US 12,393,584 B2
Generating training data for a machine learning model that performs text-to-SQL
Octavian Popescu, Westchester, NY (US); Hangu Yeo, Westchester, NY (US); Vadim Sheinin, Yorktown Heights, NY (US); Irene Lizeth Manotas Gutiérrez, White Plains, NY (US); Ngoc Phuoc An Vo, Bronx, NY (US); and Elahe Khorasani, Yorktown Heights, NY (US)
Assigned to International Business Machines Corporation, Armonk, NY (US)
Filed by INTERNATIONAL BUSINESS MACHINES CORPORATION, Armonk, NY (US)
Filed on Aug. 31, 2023, as Appl. No. 18/240,835.
Prior Publication US 2025/0077517 A1, Mar. 6, 2025
Int. Cl. G06F 16/24 (2019.01); G06F 16/2453 (2019.01); G06N 20/00 (2019.01)

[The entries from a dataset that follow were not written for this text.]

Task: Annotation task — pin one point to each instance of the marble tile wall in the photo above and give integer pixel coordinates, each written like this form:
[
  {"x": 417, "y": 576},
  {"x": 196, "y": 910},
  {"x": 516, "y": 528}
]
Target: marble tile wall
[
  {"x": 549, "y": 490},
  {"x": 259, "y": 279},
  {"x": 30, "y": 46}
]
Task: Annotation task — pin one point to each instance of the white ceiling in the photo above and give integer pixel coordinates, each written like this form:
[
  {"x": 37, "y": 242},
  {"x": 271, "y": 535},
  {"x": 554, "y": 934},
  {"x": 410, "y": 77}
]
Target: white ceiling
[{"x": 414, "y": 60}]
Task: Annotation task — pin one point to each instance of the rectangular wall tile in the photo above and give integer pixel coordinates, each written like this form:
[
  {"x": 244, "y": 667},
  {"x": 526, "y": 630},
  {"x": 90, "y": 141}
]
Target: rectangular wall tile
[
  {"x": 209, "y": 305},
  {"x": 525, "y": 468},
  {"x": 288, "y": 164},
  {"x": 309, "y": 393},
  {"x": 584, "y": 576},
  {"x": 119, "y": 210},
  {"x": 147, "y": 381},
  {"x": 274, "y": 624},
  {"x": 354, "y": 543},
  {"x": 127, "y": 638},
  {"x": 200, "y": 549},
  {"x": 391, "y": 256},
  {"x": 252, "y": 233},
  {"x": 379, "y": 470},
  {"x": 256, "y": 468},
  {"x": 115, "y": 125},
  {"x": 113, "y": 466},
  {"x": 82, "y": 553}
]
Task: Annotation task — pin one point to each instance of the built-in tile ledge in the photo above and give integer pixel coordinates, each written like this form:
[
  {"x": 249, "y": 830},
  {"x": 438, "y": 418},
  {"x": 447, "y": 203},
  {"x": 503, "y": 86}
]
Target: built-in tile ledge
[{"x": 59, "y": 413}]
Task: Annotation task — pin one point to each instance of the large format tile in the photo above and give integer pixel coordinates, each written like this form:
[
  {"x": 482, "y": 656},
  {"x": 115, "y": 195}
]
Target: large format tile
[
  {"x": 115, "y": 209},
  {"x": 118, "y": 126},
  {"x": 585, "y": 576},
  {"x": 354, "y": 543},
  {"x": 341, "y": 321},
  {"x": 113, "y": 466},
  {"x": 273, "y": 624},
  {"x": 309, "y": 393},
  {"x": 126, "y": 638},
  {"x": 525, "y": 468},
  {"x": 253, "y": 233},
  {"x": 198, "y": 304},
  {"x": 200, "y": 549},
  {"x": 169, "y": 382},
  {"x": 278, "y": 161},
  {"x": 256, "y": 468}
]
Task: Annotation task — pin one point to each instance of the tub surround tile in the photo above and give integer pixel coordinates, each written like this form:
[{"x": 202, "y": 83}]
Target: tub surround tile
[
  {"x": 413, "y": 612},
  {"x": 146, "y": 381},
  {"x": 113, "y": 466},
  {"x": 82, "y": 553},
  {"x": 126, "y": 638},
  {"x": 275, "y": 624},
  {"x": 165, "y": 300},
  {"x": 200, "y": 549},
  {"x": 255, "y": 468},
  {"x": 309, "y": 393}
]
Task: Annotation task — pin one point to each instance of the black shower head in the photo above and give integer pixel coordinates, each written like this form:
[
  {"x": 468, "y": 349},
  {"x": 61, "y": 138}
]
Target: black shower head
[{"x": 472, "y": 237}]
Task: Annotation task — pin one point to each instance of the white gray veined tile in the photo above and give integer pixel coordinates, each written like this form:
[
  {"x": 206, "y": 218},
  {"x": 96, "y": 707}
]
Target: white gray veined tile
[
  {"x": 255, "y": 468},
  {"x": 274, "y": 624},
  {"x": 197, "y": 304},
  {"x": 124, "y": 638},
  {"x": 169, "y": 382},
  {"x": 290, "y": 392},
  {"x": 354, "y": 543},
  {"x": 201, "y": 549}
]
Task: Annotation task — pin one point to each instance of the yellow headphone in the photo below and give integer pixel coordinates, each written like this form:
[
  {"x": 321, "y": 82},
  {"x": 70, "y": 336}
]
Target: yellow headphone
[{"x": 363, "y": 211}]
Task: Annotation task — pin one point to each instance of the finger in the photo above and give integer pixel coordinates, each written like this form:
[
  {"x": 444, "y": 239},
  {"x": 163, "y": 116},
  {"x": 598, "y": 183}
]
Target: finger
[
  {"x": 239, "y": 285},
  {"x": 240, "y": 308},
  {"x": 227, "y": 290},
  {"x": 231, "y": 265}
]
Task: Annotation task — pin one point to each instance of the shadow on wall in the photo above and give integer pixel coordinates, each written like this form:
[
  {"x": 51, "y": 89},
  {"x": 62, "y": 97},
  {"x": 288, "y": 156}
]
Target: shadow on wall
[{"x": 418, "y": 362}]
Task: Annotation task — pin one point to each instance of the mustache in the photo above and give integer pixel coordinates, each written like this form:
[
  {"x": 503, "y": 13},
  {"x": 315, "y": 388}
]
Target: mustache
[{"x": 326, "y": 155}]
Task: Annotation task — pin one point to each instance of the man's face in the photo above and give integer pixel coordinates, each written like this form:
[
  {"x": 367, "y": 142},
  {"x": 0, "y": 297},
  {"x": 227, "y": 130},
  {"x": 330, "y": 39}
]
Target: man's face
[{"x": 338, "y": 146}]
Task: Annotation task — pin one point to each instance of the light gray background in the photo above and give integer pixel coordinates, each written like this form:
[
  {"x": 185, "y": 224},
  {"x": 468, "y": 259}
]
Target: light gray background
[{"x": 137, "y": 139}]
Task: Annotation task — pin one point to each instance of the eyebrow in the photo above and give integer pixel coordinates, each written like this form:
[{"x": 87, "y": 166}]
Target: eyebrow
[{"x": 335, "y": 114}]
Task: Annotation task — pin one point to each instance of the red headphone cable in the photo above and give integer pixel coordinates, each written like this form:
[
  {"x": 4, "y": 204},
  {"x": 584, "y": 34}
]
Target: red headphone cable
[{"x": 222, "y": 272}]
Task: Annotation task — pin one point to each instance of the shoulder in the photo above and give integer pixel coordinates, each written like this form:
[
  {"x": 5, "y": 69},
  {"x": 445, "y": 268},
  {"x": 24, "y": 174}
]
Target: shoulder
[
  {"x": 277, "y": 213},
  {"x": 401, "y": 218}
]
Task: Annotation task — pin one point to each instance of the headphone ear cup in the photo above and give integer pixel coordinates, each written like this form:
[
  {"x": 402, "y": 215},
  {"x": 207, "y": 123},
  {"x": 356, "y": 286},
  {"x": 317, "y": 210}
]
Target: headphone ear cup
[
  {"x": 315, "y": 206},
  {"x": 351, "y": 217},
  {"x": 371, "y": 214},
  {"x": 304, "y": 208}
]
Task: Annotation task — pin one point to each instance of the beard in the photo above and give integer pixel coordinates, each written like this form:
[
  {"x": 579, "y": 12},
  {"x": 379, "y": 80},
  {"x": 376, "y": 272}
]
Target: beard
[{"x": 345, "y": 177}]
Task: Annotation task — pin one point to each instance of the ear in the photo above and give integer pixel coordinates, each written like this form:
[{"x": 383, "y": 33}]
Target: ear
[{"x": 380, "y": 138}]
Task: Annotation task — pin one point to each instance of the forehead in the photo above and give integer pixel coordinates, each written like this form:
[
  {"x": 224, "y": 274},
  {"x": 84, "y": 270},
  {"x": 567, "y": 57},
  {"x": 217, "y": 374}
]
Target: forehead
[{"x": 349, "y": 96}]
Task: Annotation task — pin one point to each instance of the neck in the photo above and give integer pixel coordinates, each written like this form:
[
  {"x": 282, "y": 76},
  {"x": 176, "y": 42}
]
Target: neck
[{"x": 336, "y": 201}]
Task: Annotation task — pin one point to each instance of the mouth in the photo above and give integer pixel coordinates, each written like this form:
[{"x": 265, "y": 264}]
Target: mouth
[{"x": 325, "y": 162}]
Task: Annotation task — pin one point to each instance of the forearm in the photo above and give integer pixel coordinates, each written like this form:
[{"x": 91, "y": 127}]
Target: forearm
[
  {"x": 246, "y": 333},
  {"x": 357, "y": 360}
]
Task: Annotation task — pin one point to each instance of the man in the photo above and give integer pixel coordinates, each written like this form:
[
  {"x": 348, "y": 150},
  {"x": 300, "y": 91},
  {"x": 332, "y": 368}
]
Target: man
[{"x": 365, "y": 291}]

CPC G06F 16/24544 (2019.01) [G06N 20/00 (2019.01)] 20 Claims
OG exemplary drawing
 
1. A method, comprising:
generating a first database from a second database by replacing a plurality of field names in the first database with significant names;
selecting a set of values from a plurality of fields of a table in the first database;
selecting at least one adverb or adjective for the set of values;
determining join paths for values in the set of values;
determining, using a processor, a structured query language (SQL) pattern based, at least in part, on at least one value in the set of values, the at least one adverb or adjective for the set of values, and the join paths for the set of values; and
storing the structured query language pattern to first training data configured, at least in part, for use in machine learning to train a text-to-SQL model, the text-to-SQL model comprising a first artificial neural network and configured to convert first natural language text to a first structured query language query;
selecting a second structured query language query;
identifying nouns in the second structured query language query;
inferring at least one verbal phrase for the nouns in the second structured query language query;
creating at least one natural language sentence from the at least one verbal phrase for the nouns in the second structured query language query;
creating at least one user sentence pattern from the at least one natural language sentence; and
storing the at least one user sentence pattern to the first training data,
wherein the first training data further is configured for use in machine learning to train a SQL-to-text model, the SQL-to-text model comprising a second artificial neural network and configured to convert the first structured query language query to second natural language text.